Summary: A new mathematical model incorporates fear, both of infection and vaccination, to better understand how pandemics occur in multiple waves of infection, as we are witnessing with COVID-19.
A new mathematical model for predicting infectious disease outbreaks incorporates fear — both of disease and of vaccines — to better understand how pandemics can occur in multiple waves of infections, like those we are seeing with COVID-19.
The “Triple Contagion” model of disease and fears, developed by researchers at NYU School of Global Public Health, is published in the Journal of The Royal Society Interface.
Human behaviors like social distancing (which suppresses spread) and vaccine refusal (which promotes it) have shaped the dynamics of epidemics for centuries. Yet, traditional epidemic models have overwhelmingly ignored human behavior and the fears that drive it.
“Emotions like fear can override rational behavior and prompt unconstructive behavioral change,” said Joshua Epstein, professor of epidemiology at NYU School of Global Public Health, founding director of the NYU Agent-Based Modeling Laboratory, and the study’s lead author. “Fear of a contagious disease can shift how susceptible individuals behave; they may take action to protect themselves, but abandon those actions prematurely as fear decays.”
For instance, the fear of catching a virus like SARS-CoV-2 can cause healthy people to self-isolate at home or wear masks, suppressing spread. But, because spread is reduced, the fear can evaporate — leading people to stop isolating or wearing masks too early, when there are still many infected people circulating. This pours fuel — in the form of susceptible people — onto the embers, and a new wave explodes.
Likewise, fear of COVID-19 has motivated millions of people to get vaccinated. But as vaccines suppress spread and with it the fear of disease, people may fear the vaccine more than they do the infection and forego vaccination, again producing disease resurgence.
For the first time, the “Triple Contagion” model couples these psychological dynamics to the disease dynamics, uncovering new behavioral mechanisms for pandemic persistence and successive waves of infection.
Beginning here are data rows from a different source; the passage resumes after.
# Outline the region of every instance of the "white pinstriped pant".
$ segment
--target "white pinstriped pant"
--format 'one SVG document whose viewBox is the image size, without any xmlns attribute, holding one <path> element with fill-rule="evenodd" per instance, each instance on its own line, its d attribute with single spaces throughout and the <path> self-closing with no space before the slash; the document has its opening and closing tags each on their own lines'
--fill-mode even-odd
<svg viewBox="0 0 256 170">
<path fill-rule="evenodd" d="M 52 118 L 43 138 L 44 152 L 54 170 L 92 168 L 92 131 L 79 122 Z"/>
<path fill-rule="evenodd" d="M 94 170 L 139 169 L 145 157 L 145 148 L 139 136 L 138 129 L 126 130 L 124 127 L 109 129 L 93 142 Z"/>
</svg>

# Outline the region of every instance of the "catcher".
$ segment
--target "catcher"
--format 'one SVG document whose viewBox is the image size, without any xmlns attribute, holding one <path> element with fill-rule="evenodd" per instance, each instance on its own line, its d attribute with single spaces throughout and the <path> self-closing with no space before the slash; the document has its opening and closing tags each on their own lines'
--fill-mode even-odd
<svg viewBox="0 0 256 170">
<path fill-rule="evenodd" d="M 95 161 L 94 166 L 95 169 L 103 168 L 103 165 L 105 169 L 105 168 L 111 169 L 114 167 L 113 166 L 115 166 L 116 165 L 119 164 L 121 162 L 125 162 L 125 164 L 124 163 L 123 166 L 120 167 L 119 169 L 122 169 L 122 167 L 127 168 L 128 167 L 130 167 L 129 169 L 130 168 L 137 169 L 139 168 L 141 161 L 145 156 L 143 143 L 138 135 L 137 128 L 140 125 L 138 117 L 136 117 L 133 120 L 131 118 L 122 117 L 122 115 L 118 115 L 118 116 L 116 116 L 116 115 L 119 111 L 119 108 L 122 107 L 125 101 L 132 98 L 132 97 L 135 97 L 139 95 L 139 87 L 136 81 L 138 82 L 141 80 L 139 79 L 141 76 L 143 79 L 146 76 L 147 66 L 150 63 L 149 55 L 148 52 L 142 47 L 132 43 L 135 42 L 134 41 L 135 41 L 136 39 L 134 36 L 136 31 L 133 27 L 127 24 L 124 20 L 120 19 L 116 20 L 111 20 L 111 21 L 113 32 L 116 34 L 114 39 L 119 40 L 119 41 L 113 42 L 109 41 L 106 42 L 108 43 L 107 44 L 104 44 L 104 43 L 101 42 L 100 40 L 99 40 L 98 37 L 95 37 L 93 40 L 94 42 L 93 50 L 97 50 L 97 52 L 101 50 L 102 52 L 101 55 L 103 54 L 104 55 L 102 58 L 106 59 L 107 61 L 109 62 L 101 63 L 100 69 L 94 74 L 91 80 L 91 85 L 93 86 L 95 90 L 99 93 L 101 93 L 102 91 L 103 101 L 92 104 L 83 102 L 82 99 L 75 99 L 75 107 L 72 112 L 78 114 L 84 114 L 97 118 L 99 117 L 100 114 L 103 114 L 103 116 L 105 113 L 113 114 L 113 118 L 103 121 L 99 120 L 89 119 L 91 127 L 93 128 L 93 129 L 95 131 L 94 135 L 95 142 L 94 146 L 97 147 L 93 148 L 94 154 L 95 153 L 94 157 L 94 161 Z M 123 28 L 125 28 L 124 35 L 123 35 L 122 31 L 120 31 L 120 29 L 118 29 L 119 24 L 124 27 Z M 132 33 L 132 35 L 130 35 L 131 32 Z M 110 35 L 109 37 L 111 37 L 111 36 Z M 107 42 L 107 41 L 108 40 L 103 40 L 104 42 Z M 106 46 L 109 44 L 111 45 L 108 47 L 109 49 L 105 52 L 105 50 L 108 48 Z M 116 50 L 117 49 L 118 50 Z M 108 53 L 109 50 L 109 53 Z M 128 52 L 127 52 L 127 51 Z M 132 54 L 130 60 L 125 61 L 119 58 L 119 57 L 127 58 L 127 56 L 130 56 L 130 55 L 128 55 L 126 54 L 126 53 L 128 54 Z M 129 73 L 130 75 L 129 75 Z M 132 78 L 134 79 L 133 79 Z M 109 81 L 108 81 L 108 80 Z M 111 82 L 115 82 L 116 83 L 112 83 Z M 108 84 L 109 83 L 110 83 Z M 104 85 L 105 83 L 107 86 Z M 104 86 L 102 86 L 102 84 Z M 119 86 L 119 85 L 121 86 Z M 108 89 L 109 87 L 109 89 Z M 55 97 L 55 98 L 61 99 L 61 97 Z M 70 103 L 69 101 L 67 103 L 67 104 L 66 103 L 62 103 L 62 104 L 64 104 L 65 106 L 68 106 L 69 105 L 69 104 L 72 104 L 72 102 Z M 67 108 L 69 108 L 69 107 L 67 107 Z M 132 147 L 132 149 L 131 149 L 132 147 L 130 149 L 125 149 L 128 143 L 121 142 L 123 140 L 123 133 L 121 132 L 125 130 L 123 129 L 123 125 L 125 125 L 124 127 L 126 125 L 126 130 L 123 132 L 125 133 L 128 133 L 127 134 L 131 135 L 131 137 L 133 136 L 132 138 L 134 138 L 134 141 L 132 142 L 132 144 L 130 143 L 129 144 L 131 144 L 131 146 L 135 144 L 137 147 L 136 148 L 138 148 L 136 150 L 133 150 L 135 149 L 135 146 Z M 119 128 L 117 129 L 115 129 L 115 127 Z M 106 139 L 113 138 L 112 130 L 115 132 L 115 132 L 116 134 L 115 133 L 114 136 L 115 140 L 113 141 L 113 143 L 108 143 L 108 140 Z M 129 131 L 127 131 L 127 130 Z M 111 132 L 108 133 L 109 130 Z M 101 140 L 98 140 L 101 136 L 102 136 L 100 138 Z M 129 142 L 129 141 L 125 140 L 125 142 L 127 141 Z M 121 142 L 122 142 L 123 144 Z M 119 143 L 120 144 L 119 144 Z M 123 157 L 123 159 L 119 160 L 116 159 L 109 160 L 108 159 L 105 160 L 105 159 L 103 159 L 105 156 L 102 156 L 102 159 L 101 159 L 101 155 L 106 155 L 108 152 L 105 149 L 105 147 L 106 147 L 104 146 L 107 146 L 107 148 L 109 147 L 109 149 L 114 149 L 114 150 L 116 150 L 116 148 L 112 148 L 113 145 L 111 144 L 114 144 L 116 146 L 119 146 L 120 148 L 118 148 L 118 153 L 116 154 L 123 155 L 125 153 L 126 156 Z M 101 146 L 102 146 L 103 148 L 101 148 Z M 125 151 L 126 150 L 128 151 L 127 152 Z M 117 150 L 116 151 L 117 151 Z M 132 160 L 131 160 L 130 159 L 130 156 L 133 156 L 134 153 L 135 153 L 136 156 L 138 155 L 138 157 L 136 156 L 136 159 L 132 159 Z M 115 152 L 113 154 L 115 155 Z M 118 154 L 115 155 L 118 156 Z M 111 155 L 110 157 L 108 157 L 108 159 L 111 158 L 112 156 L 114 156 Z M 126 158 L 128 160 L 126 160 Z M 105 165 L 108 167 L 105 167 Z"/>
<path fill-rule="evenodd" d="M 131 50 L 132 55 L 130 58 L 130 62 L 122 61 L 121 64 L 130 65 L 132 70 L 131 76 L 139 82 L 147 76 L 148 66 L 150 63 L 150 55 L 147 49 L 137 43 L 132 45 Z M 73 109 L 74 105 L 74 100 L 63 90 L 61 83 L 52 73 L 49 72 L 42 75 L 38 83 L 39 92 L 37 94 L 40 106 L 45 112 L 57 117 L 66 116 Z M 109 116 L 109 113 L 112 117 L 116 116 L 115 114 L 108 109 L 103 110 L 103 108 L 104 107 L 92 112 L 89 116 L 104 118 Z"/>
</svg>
“If fear of COVID-19 exceeds fear of the vaccine, it may spur vaccination and therefore suppress the virus, a trend we saw in the U.S. this spring as millions of Americans were vaccinated and cases dropped,” said Epstein.
“But if people think the vaccine is scarier than the disease — whether they are skeptical about how serious COVID-19 is or because of baseless fears of the vaccine fueled by misinformation — our model shows that people avoid vaccines and a new disease cycle can grow. We’re seeing this play out in real time in regions with lower rates of vaccination, where the Delta variant is rapidly spreading and cases are surging,” added Epstein.
The mathematical model developed by Epstein and his colleagues accounts for behavioral factors — such as the proportion of the population that fears the disease or vaccine, and how adverse events from vaccinations can induce fear — in addition to factoring in the rate of disease transmission, percentage of the population that is vaccinated, and rate of vaccination.
Moreover, the model recognizes that fear is not static: it can spread through a population as a result of misinformation or alarming updates, or fade with time or reassuring news.
“Neuroscience suggests that fear itself can be contagious, but fear also tends to fade or decay. In our model, people may overcome their fears of disease and vaccine — either over time, when disease prevalence drops, or from interactions with others who recovered from COVID or got the vaccine and had minimal side effects,” said Epstein.
The model illustrates that the two fears evolve and interact in ways that shape social distancing behavior, vaccine uptake, and the relaxation of these behaviors. These dynamics, in turn, can amplify or suppress disease transmission, which feeds back to affect behavior, producing disease resurgence and multiple waves.
“Our ‘Triple Contagion’ model draws on the neuroscience of fear learning, extinction, and transmission to reveal new mechanisms for multiple pandemic waves of the sort we see in the current SARS-CoV-2 pandemic and novel ways to think about mitigating its spread,” said Erez Hatna, clinical associate professor of epidemiology at NYU School of Global Public Health and a coauthor of the study.
In addition to Epstein and Hatna, Jennifer Crodelle of Middlebury College is a study author.
Funding: The research was funded by the National Science Foundation’s Collaborative Research: RAPID: Behavioral Epidemic Modelling For COVID-19 Containment (grant number 2034022), and a New York University COVID-19 Research Catalyst grant.
About this epidemiology and math modeling research news
Source: NYU Contact: James Devitt – NYU Image: The image is in the public domain
We present a differential equations model in which contagious disease transmission is affected by contagious fear of the disease and contagious fear of the control, in this case vaccine.
The three contagions are coupled. The two fears evolve and interact in ways that shape distancing behaviour, vaccine uptake, and their relaxation. These behavioural dynamics in turn can amplify or suppress disease transmission, which feeds back to affect behaviour. The model reveals several coupled contagion mechanisms for multiple epidemic waves.
Methodologically, the paper advances infectious disease modelling by including human behavioural adaptation, drawing on the neuroscience of fear learning, extinction and transmission.